Im Sommer 1986 machte sich der Familiant Paul Gerhardt die Mühe, mit mehreren Familianten aus
dem Westen Deutschlands der Stiftung neues Leben einzuhauchen. In mühevoller Kleinarbeit
beschaffte er Unterlagen über noch nicht genutzte Grundstücke der Stiftung und schaffte die
Rückübereignung an diese. Die Behörden setzten Paul Gerhardt im Jahre 1986 als Notpatron der
Stiftung ein.

Paul Gerhardt hat der Nicolaus Gerckenschen Familienstiftung das Überleben in der DDR Zeit
ermöglicht. Für diese einmalige Leistung  ist Paul Gerhardt im Jahre 2001 zum Ehrenpatron der
Nicolaus Gerckenschen Familienstiftung ernannt worden.

Am 30. Mai 1992 wurde der 1. Familientag nach dem II. Weltkrieg abgehalten. Es war der XVI.
Familientag in der Geschichte der Stiftung.

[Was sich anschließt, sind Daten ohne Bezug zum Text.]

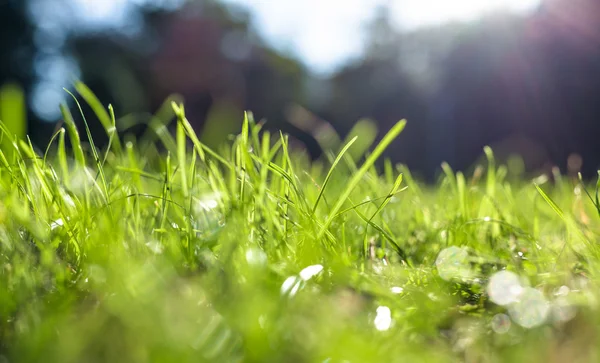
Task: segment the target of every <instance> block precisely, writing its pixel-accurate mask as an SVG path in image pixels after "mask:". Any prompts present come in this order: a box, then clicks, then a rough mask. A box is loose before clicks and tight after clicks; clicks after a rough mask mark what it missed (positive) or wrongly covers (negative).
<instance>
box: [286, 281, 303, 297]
mask: <svg viewBox="0 0 600 363" xmlns="http://www.w3.org/2000/svg"><path fill="white" fill-rule="evenodd" d="M301 284H302V280H301V279H299V278H298V276H290V277H288V278H287V279H285V281H284V282H283V284H281V295H288V296H290V297H292V296H294V295H296V293H297V292H298V290H300V285H301Z"/></svg>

Nach der Wiedervereinigung der beiden Teile Deutschlands ging es mit den Geschicken der Stiftung
wieder aufwärts. Neue Familianten wurden registriert und aus den verbliebenen Einnahmen und
durch eifrige Spendentätigkeit konnte der Grundbesitz langsam erweitert werden.
Ein Wermutstropfen waren die erfolglosen Bemühungen um Rückerstattung enteigneter
Vermögenswerte. Die Behörden der Bundesrepublik stehen auf dem Standpunkt, eine
Diskriminierung besonderer Art habe die Stiftung nicht erdulden müssen. Fehler der Behörden der
seinerzeitigen DDR seien bedauerliche Irrtümer aber keine Diskriminierung.

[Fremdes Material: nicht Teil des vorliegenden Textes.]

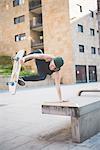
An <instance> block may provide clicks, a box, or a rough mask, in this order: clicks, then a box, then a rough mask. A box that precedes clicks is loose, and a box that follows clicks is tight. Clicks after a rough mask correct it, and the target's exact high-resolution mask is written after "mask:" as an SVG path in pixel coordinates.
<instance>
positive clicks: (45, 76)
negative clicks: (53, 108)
mask: <svg viewBox="0 0 100 150" xmlns="http://www.w3.org/2000/svg"><path fill="white" fill-rule="evenodd" d="M32 59H35V63H36V66H37V71H38V74H37V75H32V76H24V77H22V78H21V79H19V80H18V84H19V85H21V86H24V85H25V82H24V81H40V80H45V78H46V76H47V75H52V74H53V75H54V78H55V85H56V88H57V93H58V96H59V100H60V101H62V96H61V89H60V79H61V77H60V72H59V70H60V68H61V67H62V66H63V64H64V60H63V59H62V57H54V56H51V55H49V54H44V53H43V52H42V50H41V49H37V50H34V51H33V52H31V53H30V54H28V55H27V56H24V57H23V59H22V60H21V61H20V63H21V64H23V63H25V62H27V61H29V60H32Z"/></svg>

Inzwischen hat die Stiftung ihren XXV. Familientag am 29. Mai 2016 abgehalten.
Den Familienmitgliedern konnten für die meisten Stiftungsbelange positive Daten mitgeteilt werden.

Hoffen wir, dass der Wille des Stifters Nicolaus Gercken, ein ewiges Stipendium zu schaffen, noch
für lange Zeit Gültigkeit haben wird.